効果はてきめんでした。第二の人生を歩もうと考えるメーカー技術者や、フリーのプランナー、アーティスト、農学系、工学系、社会科学系の様々なジャンルの学生など優秀な人材が集まってきたのです。そして、そうした人材が集まってくることによって、花輪さんも長山さんも、みぎわさんも刺激になったのでしょう。数ヶ月もすると目の色が変わっていました。皆明らかにやる気がみなぎっています。

そして、次々と新しいバイオマスの実証事業にチャレンジする企業家や研究者が生まれ始めたのです。地元の加工食品会社と一緒に新しい発酵健康食品をつくる研究を始める者。休耕地で作ったトウモロコシの澱粉から特殊な機能性生分解プラスチックを作る研究をする者。バイオマスをテーマに子供たちにもわかりやすいように「絵本」や「総合的学習の時間」に利用できるパソコンソフトを作る者。これまで、あまり利用されていなかった海藻を養殖し「海のバイオマス」として活用する技術開発に取り組む者。菜の花に加え、牧草を用いて低コストにバイオエタノールを作り出す技術開発に取り組む者。 水素細菌を培養して、作り出した水素で燃料電池で発電するシステムの基本設計に取り組む者。間伐材の伐採の省力化を図る、チッパーやハーベスターの開発、気球を使った丸太運搬の仕組みに取り組む者、等々。
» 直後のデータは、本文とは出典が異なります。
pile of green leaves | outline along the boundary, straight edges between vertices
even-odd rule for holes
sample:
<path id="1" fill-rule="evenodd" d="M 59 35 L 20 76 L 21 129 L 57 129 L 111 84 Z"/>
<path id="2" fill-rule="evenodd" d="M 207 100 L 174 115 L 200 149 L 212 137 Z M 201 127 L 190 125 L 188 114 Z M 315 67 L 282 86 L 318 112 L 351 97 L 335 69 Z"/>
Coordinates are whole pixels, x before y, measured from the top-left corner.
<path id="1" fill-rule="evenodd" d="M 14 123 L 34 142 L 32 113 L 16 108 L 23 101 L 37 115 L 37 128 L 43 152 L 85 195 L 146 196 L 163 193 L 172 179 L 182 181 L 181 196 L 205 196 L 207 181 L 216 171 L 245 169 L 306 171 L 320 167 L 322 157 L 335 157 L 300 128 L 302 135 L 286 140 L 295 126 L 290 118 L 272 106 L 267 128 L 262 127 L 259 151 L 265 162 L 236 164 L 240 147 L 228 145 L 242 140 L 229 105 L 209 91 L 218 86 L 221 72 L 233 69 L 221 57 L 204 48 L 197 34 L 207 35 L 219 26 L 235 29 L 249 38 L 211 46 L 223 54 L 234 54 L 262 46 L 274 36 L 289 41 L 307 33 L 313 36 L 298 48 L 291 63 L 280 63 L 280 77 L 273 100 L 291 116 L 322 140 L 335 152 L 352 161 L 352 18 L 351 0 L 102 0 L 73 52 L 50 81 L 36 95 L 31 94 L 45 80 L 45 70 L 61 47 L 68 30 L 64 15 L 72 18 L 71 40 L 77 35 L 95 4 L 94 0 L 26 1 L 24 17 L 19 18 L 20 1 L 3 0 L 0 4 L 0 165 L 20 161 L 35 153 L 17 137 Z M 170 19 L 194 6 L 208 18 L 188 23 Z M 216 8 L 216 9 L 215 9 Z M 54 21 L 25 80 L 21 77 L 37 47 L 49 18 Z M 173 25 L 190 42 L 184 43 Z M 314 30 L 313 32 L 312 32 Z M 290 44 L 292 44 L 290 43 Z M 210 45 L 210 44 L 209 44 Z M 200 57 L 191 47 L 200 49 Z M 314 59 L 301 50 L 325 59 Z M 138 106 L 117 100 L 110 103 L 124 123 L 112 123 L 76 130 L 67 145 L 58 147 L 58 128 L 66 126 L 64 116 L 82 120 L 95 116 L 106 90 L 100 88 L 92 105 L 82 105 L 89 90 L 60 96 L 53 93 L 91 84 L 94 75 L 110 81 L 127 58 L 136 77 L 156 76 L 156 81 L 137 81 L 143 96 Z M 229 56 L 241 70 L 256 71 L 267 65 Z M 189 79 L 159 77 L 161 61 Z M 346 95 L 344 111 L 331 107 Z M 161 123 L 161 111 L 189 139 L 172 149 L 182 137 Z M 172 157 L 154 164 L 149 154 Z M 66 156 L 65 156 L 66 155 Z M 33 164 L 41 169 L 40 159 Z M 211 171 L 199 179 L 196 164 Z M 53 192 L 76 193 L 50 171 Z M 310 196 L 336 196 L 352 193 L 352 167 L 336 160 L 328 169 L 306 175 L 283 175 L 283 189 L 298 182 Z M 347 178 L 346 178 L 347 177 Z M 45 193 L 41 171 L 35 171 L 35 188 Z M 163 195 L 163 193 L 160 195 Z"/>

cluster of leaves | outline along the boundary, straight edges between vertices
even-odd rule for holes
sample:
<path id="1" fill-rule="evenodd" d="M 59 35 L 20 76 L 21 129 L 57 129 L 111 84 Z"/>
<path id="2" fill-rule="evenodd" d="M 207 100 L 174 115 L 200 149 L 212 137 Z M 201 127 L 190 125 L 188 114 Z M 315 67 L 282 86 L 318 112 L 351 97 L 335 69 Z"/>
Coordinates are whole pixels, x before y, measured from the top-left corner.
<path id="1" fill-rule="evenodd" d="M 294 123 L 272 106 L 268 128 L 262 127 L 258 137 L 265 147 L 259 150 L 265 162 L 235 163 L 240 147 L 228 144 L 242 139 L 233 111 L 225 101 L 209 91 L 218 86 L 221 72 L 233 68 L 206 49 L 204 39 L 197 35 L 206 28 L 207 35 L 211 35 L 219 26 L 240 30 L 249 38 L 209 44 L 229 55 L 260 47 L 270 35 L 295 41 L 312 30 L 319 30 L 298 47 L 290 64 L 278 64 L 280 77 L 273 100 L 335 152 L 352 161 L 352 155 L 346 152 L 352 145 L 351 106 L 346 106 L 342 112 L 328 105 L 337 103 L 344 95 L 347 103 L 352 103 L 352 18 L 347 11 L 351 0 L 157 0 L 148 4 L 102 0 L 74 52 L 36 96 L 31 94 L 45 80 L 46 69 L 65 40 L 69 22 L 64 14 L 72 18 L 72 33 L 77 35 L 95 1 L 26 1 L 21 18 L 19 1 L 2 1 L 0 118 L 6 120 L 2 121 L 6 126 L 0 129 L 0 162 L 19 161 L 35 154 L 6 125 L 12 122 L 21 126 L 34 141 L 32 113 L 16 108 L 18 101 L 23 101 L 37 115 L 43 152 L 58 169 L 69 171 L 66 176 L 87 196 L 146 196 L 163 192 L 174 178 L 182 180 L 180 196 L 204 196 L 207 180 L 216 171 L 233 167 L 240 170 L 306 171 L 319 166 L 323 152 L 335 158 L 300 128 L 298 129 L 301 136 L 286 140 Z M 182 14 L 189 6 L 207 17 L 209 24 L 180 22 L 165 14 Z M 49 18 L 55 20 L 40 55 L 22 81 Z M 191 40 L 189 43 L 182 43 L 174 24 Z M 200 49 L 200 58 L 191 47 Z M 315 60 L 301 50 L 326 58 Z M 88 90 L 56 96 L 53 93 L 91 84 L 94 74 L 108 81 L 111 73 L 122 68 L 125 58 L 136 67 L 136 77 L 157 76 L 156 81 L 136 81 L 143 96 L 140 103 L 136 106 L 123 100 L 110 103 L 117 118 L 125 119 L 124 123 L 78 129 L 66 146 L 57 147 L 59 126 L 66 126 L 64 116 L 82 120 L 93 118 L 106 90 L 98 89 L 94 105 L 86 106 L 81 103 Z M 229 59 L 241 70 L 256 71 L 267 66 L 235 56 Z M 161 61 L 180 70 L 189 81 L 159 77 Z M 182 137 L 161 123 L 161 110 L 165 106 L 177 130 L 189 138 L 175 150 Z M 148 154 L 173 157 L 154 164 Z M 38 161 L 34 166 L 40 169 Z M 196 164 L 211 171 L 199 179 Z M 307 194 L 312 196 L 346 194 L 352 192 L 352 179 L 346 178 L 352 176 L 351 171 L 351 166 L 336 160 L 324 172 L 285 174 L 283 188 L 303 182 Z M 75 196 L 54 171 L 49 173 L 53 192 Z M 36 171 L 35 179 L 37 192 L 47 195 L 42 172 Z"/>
めぐる町の独自技術といえる特許技術が毎年少しずつ蓄積されてきています。こうした、権利管理と製品開発企業との交渉等の代行についても、会社の新たな業務になっています。

どれも、まだまだ実用化して採算ベースに乗るのは先かもしれない・・・。しかし、10年後、そしてもっと先の時代のめぐる町のにとっての、 新たな「芽」がやって「来」たという確かな実感が野比さんの中に沸いていました。

事業計画者のための着眼ポイント

(11) 先進地域であり続けることの難しさ

少なくとも5〜25年程度の中長期的視野において有用な可能性を持つ、短期的に話題性のある基礎技術、中間技術開発を戦略的に地域に呼び込む算段が必要である。一度先進地域となったところでは、逆に組織が大きく成長することで事業の柔軟性を失うことも少なくない。

(12) 権利管理、特許管理への対応

先進的な事業開発への取り組みの際には必ず権利管理についての対応が必要です。アイディアやノウハウも 地域にとっての貴重な資源です。製法特許、製品特許、実用新案、登録商標、ビジネスモデル特許、著作権等など 権利を確保することへの理解は同時に、他の権利への侵害のリスクを減らすことにもつながります。